L’art. 1118, secondo comma, c.c. prevede che il condomino non può, rinunziando al proprio diritto sulle parti comuni dell’edificio, sottrarsi al contributo nelle spese per la loro conservazione.
Parte della giurisprudenza, applicando estensivamente la suddetta disposizione legislativa, ha statuito che “il singolo condomino non può sottrarsi all’obbligo di concorrere, secondo la ripartizione risultante dalla tabelle millesimali, alle spese di erogazione del servizio centralizzato di riscaldamento distaccando la propria porzione immobiliare dal relativo impianto senza che rilevi in contrario la L. 29 maggio 1982, n. 308, sul contenimento dei consumi energetici” (Cass. N. 4278 del 1994).

Viceversa un orientamento giurisprudenziale più recente è dell’avviso che “autorizzato dall’assemblea dei condomini il distacco delle diramazioni di alcune unità immobiliari dall’impianto centrale di riscaldamento – sulla base della valutazione che dal distacco sarebbe derivata un’effettiva riduzione delle spese di esercizio e, per contro, non sarebbe stato determinato uno squilibrio in pregiudizio del regolare funzionamento dell’impianto – e venuta meno la possibilità che i medesimi locali fruiscano del riscaldamento, i proprietari di queste unità abitative non devono ritenersi tenuti a contribuire alle spese per un servizio che nei confronti dei loro immobili non viene prestato” (Cass. N. 129 del 1999 e N. 1597 del 1995).
Secondo il mio parere – suffragato da alcune decisioni della Suprema Corte di Cassazione, v. per es. sentenza n. 10214 del 20/11/96 – occorre distinguere tra spese necessarie alla conservazione del bene comune e spese relative all’uso del bene stesso.

Le prime devono essere sostenute da tutti i condomini in rapporto al valore della proprietà individuale; le spese necessarie per l’utilizzazione, viceversa, sono ripartite in proporzione all’uso e all’utilità che ciascun condomino può trarne. I condomini che si distaccano dall’impianto centralizzato sono, quindi, sempre obbligati per le spese di conservazione, essendo sempre questi comproprietari dell’impianto, mentre ben possono essere esonerati dalle spese di gestione dell’impianto (gasolio, etc.).

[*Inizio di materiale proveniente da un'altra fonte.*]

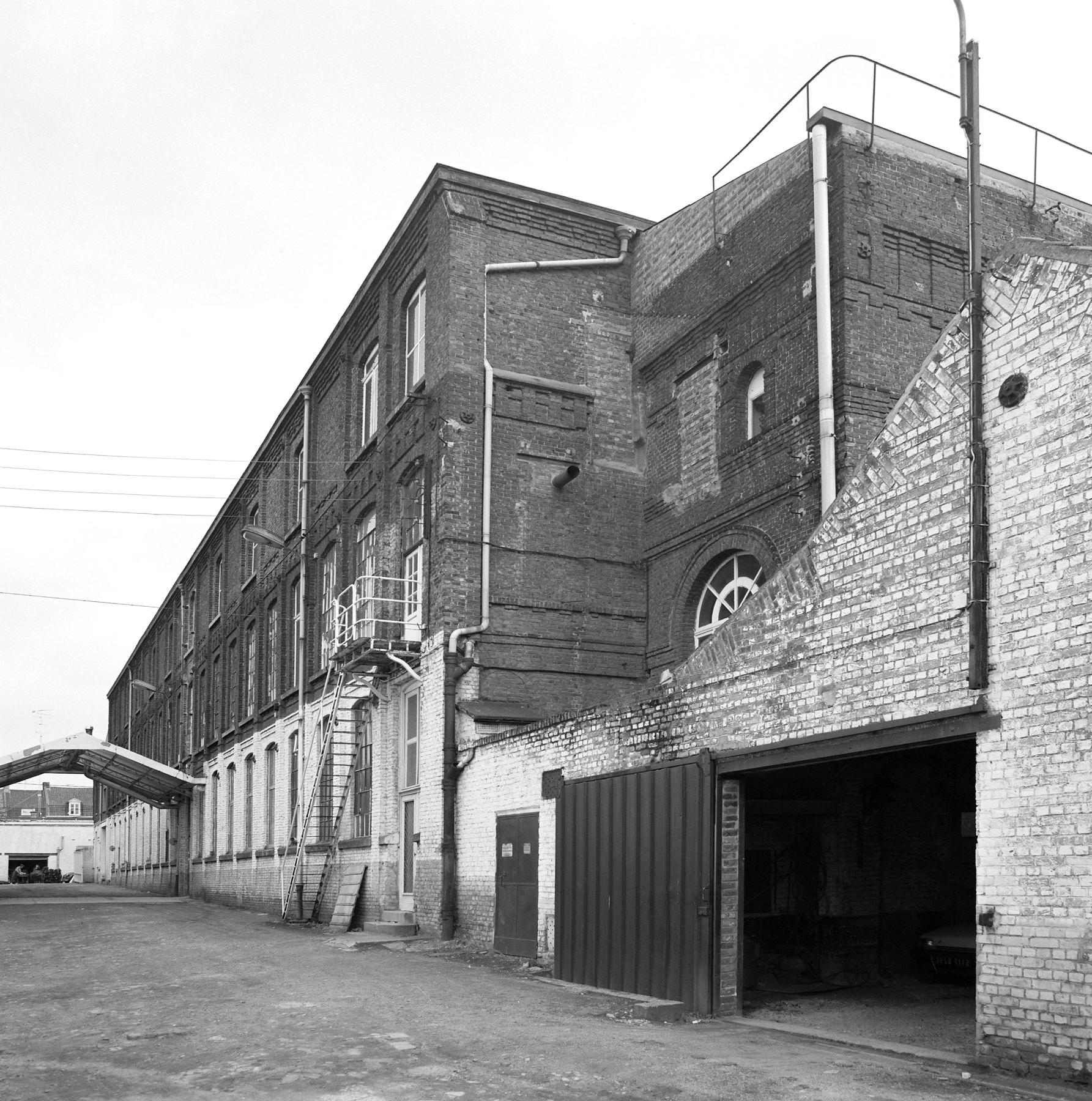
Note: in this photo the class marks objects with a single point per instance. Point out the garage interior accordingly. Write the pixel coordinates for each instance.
(847, 864)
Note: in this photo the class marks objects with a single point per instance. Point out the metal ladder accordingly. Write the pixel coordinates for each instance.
(299, 873)
(344, 751)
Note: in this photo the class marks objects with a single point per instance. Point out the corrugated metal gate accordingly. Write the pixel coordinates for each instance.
(636, 905)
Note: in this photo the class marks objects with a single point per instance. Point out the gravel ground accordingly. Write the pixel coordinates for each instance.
(108, 996)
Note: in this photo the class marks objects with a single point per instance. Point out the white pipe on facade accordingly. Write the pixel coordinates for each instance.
(302, 645)
(625, 232)
(823, 341)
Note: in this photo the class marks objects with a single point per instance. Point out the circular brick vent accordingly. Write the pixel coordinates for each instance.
(1013, 391)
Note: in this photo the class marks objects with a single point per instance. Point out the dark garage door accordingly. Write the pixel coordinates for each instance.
(636, 882)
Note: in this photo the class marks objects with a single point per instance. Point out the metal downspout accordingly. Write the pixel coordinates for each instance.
(454, 669)
(823, 339)
(978, 630)
(302, 662)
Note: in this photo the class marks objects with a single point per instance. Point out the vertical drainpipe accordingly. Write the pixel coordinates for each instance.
(823, 341)
(302, 647)
(978, 638)
(454, 666)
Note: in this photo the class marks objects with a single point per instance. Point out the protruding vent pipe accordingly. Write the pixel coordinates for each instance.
(823, 341)
(563, 479)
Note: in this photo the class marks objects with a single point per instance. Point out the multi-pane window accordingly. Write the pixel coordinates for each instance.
(299, 481)
(270, 794)
(366, 607)
(369, 398)
(731, 580)
(362, 776)
(326, 787)
(217, 696)
(214, 799)
(293, 784)
(251, 654)
(248, 803)
(217, 587)
(329, 602)
(229, 810)
(232, 683)
(294, 644)
(250, 550)
(413, 533)
(757, 392)
(415, 338)
(411, 577)
(411, 718)
(199, 823)
(272, 654)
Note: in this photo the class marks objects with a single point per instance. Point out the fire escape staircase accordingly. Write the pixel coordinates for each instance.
(329, 763)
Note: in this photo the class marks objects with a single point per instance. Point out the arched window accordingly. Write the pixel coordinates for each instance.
(730, 583)
(757, 390)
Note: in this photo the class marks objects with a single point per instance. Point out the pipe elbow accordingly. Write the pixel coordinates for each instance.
(563, 478)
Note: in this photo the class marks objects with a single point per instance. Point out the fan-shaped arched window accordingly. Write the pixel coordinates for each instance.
(730, 583)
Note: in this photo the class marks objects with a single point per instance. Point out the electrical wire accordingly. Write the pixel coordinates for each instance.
(126, 473)
(100, 455)
(78, 600)
(113, 492)
(117, 512)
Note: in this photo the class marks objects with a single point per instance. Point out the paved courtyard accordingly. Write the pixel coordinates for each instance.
(114, 996)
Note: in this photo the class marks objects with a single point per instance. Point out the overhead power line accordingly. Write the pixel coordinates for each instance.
(100, 455)
(113, 492)
(117, 512)
(78, 600)
(124, 473)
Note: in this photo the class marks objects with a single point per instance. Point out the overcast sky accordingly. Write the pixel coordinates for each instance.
(191, 193)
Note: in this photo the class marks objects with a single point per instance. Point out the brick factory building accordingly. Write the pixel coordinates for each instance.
(680, 654)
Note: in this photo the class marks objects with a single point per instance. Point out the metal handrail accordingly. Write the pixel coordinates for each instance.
(806, 88)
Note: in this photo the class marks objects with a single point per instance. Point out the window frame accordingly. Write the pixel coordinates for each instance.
(711, 572)
(270, 824)
(414, 328)
(369, 398)
(756, 402)
(410, 737)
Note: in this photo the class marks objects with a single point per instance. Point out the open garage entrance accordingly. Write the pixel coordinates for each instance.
(849, 864)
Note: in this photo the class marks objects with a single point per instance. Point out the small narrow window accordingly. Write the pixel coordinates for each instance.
(251, 552)
(756, 402)
(214, 799)
(294, 642)
(369, 399)
(415, 338)
(272, 654)
(270, 794)
(293, 784)
(329, 598)
(299, 479)
(411, 717)
(218, 587)
(362, 774)
(229, 810)
(250, 694)
(248, 803)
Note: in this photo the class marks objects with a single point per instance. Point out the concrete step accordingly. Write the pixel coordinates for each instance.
(390, 929)
(402, 916)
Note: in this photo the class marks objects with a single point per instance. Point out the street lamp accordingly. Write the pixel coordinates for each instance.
(264, 539)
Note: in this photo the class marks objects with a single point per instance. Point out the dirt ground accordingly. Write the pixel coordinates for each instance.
(938, 1015)
(114, 996)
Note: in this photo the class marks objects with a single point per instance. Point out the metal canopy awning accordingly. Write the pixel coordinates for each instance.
(125, 771)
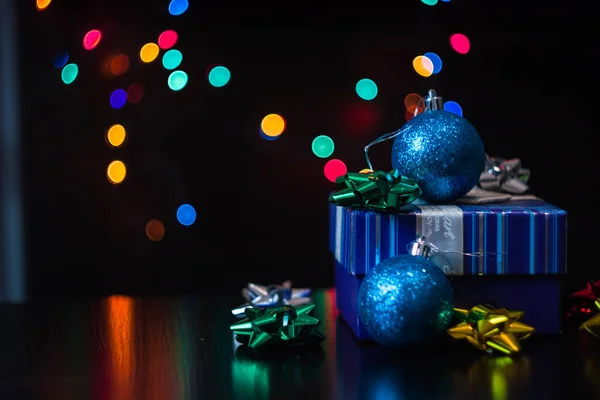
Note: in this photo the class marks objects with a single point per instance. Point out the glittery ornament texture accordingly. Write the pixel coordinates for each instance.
(405, 300)
(442, 152)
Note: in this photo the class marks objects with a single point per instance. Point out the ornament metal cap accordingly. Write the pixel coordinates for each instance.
(420, 247)
(433, 101)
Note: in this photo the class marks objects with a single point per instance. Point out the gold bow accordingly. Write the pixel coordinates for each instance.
(491, 329)
(592, 325)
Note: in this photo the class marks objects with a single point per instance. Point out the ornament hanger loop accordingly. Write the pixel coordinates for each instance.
(431, 102)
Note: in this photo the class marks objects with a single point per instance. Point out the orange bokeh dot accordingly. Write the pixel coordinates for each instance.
(41, 5)
(423, 66)
(411, 100)
(116, 172)
(272, 125)
(155, 230)
(119, 65)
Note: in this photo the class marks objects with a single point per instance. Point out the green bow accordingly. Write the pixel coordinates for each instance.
(378, 191)
(284, 324)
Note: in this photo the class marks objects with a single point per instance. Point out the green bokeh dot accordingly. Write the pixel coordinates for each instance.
(177, 80)
(323, 146)
(366, 89)
(69, 73)
(219, 76)
(172, 59)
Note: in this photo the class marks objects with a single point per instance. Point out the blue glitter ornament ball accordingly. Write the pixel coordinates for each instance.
(405, 300)
(442, 152)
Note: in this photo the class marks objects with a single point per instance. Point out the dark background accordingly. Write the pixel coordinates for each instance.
(528, 85)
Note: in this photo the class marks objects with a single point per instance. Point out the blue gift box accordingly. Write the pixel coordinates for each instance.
(510, 254)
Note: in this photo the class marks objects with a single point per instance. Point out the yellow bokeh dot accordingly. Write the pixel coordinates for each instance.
(116, 135)
(423, 66)
(116, 172)
(272, 125)
(42, 4)
(149, 52)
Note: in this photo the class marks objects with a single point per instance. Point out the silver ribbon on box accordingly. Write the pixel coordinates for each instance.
(261, 296)
(443, 228)
(501, 175)
(501, 180)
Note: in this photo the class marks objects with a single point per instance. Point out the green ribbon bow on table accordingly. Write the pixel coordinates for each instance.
(278, 325)
(378, 191)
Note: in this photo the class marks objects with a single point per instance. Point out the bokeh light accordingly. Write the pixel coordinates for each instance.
(69, 73)
(177, 80)
(135, 93)
(149, 52)
(219, 76)
(119, 65)
(92, 39)
(41, 5)
(411, 100)
(460, 43)
(155, 230)
(167, 39)
(435, 60)
(366, 89)
(116, 134)
(423, 66)
(453, 107)
(186, 215)
(172, 59)
(323, 146)
(178, 7)
(272, 125)
(116, 172)
(60, 60)
(334, 169)
(118, 98)
(414, 109)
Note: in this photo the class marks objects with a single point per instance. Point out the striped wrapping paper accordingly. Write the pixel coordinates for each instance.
(523, 237)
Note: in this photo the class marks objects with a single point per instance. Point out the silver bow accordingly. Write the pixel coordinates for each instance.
(502, 175)
(261, 296)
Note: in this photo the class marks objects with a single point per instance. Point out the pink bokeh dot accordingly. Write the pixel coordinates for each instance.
(334, 169)
(92, 39)
(460, 43)
(167, 39)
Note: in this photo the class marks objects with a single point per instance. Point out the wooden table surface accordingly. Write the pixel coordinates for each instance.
(174, 348)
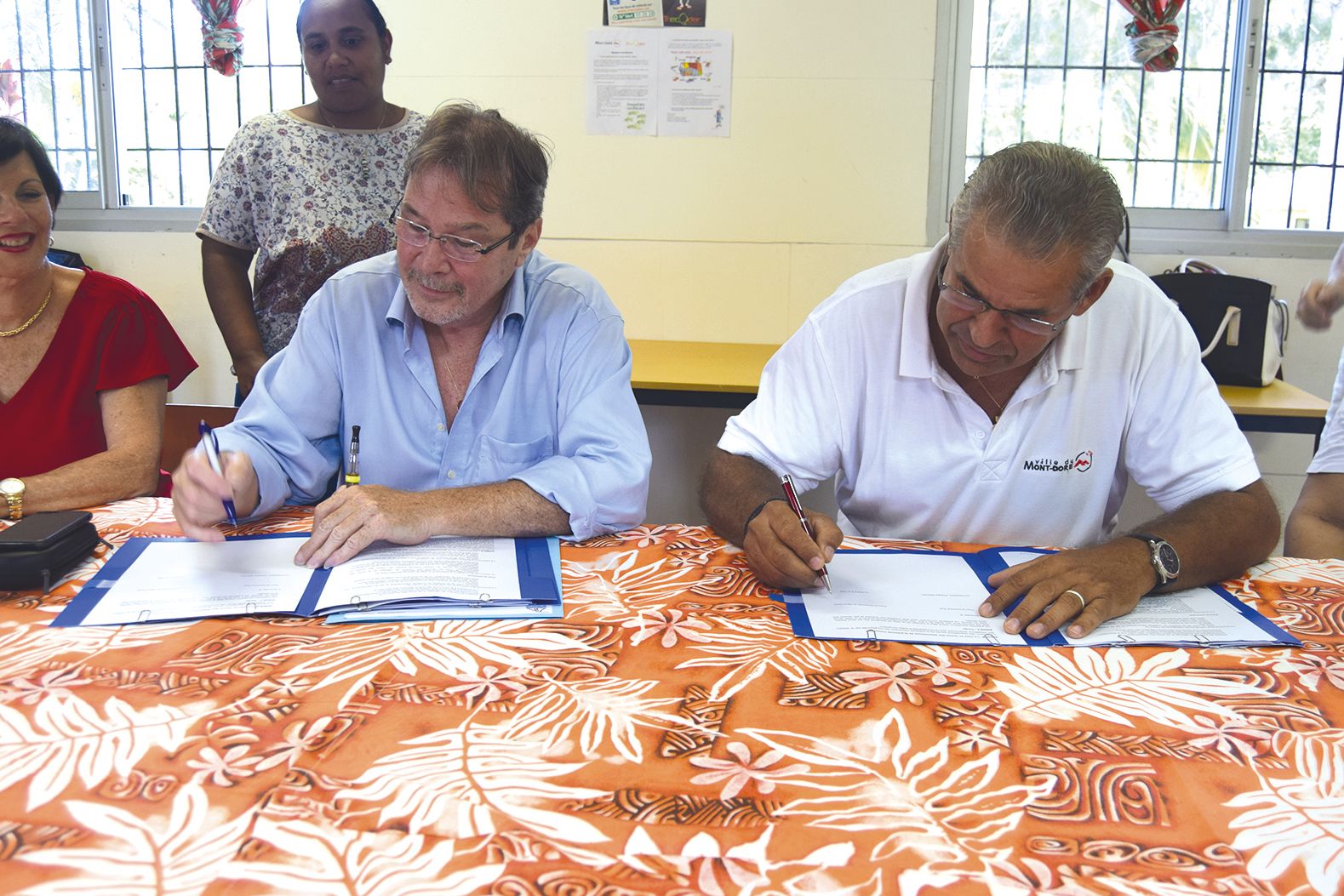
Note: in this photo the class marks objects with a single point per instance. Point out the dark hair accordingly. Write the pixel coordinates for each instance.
(500, 165)
(1044, 201)
(15, 139)
(370, 9)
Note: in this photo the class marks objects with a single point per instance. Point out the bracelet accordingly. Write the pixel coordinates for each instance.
(754, 515)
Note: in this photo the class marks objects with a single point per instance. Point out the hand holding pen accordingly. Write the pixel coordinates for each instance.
(211, 445)
(792, 497)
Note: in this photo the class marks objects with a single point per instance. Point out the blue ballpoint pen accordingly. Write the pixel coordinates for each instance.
(207, 438)
(792, 497)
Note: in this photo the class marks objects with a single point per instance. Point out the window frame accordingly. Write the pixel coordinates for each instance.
(1153, 231)
(100, 210)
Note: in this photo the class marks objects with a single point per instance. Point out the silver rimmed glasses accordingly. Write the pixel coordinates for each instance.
(968, 302)
(460, 248)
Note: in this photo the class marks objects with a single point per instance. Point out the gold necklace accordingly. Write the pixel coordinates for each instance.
(28, 322)
(369, 160)
(993, 418)
(459, 390)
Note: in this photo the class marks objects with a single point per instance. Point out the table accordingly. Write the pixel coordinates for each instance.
(729, 374)
(668, 735)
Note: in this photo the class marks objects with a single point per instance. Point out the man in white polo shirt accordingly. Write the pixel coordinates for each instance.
(1003, 389)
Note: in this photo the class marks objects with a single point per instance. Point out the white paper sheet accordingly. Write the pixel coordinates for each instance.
(475, 570)
(188, 579)
(621, 95)
(695, 83)
(668, 83)
(1193, 615)
(924, 598)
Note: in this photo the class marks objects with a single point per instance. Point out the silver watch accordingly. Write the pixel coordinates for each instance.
(1162, 555)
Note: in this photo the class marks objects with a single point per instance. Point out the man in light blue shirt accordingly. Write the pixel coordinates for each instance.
(491, 385)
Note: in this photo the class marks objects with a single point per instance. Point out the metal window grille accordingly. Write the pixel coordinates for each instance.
(48, 83)
(171, 114)
(1297, 160)
(1044, 70)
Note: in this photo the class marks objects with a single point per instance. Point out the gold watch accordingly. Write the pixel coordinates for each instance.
(13, 492)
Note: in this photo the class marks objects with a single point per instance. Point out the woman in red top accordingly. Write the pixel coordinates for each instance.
(86, 360)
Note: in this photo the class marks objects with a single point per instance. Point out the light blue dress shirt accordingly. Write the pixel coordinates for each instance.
(549, 403)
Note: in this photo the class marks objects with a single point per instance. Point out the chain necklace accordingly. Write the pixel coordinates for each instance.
(993, 418)
(369, 160)
(459, 390)
(28, 322)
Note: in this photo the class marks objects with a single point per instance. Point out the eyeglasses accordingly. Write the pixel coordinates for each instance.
(460, 248)
(968, 302)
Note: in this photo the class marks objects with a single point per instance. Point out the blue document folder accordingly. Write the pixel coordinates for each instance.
(890, 608)
(301, 591)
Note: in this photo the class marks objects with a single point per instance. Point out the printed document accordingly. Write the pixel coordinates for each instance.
(933, 596)
(167, 579)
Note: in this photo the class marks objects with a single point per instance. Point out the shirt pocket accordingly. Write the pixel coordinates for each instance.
(500, 459)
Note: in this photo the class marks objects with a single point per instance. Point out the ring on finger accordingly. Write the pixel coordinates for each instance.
(1082, 601)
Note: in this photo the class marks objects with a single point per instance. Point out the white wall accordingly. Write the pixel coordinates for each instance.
(735, 239)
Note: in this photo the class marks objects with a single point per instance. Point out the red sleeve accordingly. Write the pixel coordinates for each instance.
(137, 343)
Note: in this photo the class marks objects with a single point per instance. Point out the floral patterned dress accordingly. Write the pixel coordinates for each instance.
(309, 199)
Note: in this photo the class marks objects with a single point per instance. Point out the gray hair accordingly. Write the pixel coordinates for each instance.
(500, 165)
(1047, 202)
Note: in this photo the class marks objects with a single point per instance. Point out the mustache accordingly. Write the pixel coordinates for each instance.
(433, 282)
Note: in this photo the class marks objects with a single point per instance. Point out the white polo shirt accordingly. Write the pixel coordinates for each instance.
(1120, 394)
(1330, 457)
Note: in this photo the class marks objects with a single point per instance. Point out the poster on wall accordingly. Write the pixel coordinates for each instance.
(661, 83)
(621, 67)
(633, 14)
(695, 83)
(673, 14)
(686, 14)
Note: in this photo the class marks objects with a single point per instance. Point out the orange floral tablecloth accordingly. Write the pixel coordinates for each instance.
(668, 735)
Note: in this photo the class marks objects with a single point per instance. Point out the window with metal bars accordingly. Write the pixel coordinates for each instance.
(120, 93)
(1244, 134)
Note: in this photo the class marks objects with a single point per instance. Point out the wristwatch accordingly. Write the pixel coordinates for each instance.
(13, 492)
(1162, 555)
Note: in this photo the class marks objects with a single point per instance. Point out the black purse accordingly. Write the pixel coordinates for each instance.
(41, 548)
(1239, 324)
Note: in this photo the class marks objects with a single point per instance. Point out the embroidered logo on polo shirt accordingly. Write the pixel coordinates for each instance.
(1082, 462)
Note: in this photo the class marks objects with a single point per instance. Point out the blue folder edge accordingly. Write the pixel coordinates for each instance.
(124, 556)
(984, 563)
(538, 566)
(529, 568)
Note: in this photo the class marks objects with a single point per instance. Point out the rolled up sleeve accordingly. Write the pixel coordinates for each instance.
(289, 422)
(600, 473)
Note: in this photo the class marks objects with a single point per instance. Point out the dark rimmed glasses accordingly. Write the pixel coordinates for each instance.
(968, 302)
(460, 248)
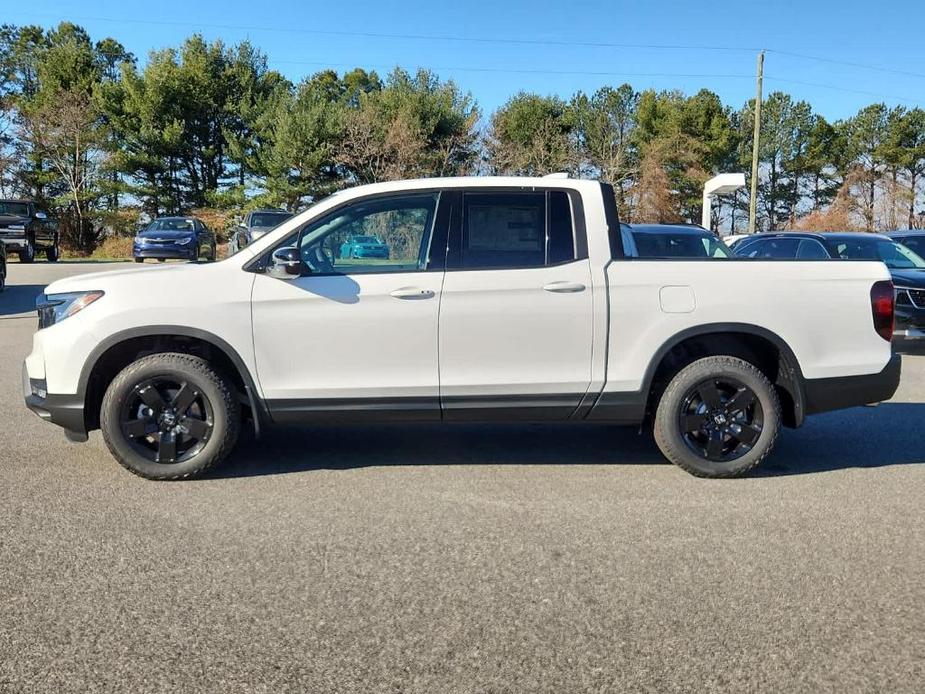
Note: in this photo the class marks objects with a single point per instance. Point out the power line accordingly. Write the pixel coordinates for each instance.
(848, 63)
(844, 89)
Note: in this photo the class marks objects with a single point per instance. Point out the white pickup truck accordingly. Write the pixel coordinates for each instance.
(498, 299)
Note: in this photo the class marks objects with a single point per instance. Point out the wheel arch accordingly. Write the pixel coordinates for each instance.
(115, 352)
(767, 350)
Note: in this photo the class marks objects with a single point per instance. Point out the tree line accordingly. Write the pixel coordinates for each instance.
(92, 135)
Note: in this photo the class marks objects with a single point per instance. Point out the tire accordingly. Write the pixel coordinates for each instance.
(170, 416)
(27, 255)
(718, 417)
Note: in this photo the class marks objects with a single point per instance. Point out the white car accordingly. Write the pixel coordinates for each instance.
(501, 298)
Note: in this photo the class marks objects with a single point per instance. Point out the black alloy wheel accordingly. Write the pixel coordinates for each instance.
(721, 419)
(167, 421)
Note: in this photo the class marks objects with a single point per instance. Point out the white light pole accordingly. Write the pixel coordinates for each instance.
(718, 185)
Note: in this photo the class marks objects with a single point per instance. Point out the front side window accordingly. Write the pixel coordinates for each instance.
(389, 234)
(516, 230)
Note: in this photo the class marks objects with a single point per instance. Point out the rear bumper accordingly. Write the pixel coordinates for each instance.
(825, 394)
(67, 411)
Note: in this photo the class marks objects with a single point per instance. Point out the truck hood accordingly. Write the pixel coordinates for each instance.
(113, 278)
(7, 219)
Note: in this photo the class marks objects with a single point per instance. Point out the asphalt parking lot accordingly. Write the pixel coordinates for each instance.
(463, 559)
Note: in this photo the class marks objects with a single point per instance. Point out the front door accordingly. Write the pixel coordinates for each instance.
(356, 333)
(516, 311)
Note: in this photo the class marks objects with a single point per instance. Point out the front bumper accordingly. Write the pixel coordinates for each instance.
(825, 394)
(67, 411)
(13, 242)
(166, 252)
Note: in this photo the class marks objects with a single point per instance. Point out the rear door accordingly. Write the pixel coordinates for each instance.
(515, 316)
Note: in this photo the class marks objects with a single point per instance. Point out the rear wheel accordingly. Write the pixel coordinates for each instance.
(718, 417)
(170, 416)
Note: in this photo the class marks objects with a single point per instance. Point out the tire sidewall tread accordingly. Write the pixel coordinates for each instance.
(668, 436)
(222, 397)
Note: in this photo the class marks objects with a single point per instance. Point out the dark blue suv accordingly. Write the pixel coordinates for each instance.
(184, 238)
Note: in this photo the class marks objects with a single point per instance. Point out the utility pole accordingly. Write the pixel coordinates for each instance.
(753, 197)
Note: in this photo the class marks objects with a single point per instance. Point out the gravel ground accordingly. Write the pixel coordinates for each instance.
(460, 559)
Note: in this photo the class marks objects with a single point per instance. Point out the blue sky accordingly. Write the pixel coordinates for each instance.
(292, 33)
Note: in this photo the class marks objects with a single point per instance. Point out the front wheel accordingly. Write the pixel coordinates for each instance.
(170, 416)
(718, 417)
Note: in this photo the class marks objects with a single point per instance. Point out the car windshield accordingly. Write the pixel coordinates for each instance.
(664, 244)
(268, 219)
(894, 255)
(171, 225)
(18, 209)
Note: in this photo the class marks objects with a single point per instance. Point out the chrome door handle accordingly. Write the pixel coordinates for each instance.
(564, 287)
(412, 293)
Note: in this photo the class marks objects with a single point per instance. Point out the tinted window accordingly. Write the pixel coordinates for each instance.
(770, 248)
(811, 250)
(516, 230)
(667, 244)
(172, 225)
(892, 254)
(916, 243)
(268, 219)
(402, 224)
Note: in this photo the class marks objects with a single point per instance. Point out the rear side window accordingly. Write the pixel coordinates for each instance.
(771, 248)
(811, 250)
(516, 230)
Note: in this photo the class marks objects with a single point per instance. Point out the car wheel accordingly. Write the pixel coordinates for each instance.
(170, 416)
(27, 254)
(718, 417)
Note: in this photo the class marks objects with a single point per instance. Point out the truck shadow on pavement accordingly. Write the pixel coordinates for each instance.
(857, 438)
(19, 298)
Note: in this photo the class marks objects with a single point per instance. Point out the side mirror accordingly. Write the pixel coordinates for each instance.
(286, 263)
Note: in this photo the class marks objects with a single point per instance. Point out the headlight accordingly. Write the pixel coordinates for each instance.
(54, 308)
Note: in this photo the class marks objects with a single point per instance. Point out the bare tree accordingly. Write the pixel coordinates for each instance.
(64, 129)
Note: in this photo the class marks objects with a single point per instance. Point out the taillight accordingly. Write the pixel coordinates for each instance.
(882, 301)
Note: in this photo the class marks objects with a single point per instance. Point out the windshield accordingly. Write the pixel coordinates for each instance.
(895, 256)
(268, 219)
(19, 209)
(680, 245)
(171, 225)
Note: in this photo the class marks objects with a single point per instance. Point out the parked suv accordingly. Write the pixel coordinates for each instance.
(906, 267)
(186, 238)
(27, 231)
(256, 223)
(502, 299)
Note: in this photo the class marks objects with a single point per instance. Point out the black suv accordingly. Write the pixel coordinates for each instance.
(27, 231)
(906, 267)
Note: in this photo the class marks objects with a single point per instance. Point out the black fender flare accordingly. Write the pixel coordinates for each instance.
(258, 406)
(791, 381)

Nel momento in cui la Sua decisione di distacco dall’impianto centralizzato di riscaldamento diventerà definitiva, Le consiglio dunque di rivolgersi ad un tecnico abilitato che possa dichiarare in un’apposita relazione la piena idoneità dell’impianto in questione a funzionare regolarmente, senza pregiudizio alcuno per gli altri condomini, anche a seguito del distacco del Suo appartamento. Dopodiché dovrà informare l’amministratore della Sua decisione, affinché egli ponga la questione all’ordine del giorno della prossima assemblea condominiale, allegando già, ove in suo possesso, la relazione tecnica suddetta alla lettera di convocazione degli altri condomini. Ciò non sarà necessario se una clausola del regolamento condominiale autorizza già i singoli condomini a procedere al distacco.